帰ってきたのだ。本来自分がいるべき世界に。
通信をつなげる。行き先は叢雲だ。
『何者だ、貴様は?』
「悪い、遅れたな、艦長」
ロニキスの眼が、見開いた。
『まさか、鋼なのか?!』
やっと気付いたか。
ゼロは、ため息交じりにそう思う。
『で、お前は味方か、敵か、どっちだ』
「決まってるだろ」
目の前、警告。

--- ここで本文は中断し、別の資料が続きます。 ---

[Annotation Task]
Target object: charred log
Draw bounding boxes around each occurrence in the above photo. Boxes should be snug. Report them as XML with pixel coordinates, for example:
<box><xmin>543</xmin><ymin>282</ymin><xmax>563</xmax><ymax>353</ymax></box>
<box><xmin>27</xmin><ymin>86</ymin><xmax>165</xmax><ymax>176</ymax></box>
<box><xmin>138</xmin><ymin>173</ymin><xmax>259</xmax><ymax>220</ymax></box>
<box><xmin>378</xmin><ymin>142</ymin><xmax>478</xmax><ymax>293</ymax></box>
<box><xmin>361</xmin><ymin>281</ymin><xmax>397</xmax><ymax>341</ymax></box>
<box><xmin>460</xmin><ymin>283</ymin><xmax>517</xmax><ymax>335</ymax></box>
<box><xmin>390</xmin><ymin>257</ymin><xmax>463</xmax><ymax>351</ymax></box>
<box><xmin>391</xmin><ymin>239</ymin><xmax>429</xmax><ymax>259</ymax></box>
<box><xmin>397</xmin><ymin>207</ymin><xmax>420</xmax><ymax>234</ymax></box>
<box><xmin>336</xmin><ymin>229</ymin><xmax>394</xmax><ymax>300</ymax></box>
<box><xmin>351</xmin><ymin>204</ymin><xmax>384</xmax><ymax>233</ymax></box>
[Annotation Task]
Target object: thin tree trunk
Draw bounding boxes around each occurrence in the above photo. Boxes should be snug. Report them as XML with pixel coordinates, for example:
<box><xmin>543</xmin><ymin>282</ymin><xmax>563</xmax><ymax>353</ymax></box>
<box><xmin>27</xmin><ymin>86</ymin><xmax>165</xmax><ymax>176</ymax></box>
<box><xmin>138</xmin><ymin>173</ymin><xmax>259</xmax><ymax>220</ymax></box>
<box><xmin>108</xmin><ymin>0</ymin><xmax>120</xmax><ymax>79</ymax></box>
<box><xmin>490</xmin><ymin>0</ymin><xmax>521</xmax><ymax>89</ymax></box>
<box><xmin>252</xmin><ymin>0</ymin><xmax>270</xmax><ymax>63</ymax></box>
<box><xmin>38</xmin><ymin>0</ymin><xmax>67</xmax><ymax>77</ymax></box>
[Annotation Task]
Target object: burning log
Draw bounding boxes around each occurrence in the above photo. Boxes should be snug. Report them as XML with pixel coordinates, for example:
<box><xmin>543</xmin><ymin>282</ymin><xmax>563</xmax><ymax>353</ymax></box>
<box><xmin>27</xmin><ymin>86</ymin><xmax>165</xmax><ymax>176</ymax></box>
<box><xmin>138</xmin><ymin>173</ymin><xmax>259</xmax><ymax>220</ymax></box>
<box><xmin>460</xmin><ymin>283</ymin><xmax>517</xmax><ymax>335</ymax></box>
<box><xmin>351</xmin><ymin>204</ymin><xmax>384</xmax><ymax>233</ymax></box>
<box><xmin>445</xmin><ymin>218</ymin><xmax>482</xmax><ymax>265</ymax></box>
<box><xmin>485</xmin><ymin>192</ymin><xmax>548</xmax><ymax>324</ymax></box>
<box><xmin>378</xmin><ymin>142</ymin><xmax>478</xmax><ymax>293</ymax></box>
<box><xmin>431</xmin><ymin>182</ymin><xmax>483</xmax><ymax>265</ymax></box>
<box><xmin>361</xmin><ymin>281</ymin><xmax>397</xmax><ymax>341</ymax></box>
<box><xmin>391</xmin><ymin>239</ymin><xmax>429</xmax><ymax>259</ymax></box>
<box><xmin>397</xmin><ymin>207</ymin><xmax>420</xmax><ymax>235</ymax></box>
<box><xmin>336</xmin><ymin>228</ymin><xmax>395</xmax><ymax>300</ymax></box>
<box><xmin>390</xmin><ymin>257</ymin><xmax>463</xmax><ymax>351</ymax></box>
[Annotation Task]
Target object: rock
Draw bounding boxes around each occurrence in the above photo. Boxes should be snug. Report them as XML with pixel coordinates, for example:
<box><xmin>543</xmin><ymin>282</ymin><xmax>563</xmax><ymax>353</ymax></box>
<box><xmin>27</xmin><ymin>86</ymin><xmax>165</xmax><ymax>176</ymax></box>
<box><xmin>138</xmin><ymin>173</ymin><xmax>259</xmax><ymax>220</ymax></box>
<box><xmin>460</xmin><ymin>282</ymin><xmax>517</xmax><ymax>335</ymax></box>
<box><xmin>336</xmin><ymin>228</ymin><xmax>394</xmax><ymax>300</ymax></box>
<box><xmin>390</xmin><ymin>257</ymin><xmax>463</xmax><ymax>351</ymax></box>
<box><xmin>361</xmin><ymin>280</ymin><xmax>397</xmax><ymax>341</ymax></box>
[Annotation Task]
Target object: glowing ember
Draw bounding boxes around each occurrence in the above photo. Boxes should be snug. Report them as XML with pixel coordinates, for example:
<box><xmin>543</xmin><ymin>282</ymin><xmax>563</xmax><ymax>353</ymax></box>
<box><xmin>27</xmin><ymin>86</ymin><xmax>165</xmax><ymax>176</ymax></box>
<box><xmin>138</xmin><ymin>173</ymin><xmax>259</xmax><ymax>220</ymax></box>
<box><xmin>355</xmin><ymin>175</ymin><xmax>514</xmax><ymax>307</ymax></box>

スコーピオン三機。
デュランダルで、なぎ払った。
真っ二つに、スコーピオンの胴体が分かれている。
なるほど、これがこの機体の力らしい。
「てめぇらを救いに来た。来てやった。策をよこせ、艦長」
ロニキスの顔が、苦笑しているのが分かった。
『少しそこで暴れてみろ』
「敵を引きつける、そしてその間に敵陸上空母の撃破のための部隊を出す、か? だが、数はいるのか?」
『少しなら、な。そろそろ来る』
「ならばいい。勝ち目のねぇ策はごめんだったが、悪かねぇな。それならよ、ある程度の位置は開けた方がいいだろ。西側に少し寄せる。そうすりゃ隙間が出来るはずだ。そこに空母撃破のための部隊を突っ込ませる。それで文句ねぇな」
『あぁ。だが、お前、よくそこまでくみ取ったな』
「その程度わからねぇんじゃ、策を持ってきた意味がねぇだろうが」
『策?』
「この戦そのものに、勝つ策だ」
また、目の前に敵が来た。
今度は十機。
何機来ようが、たたっ切る。
「ゼロ・ストレイ、炎雷、いくぜ」
フットペダルを思いっきり押し込んだ。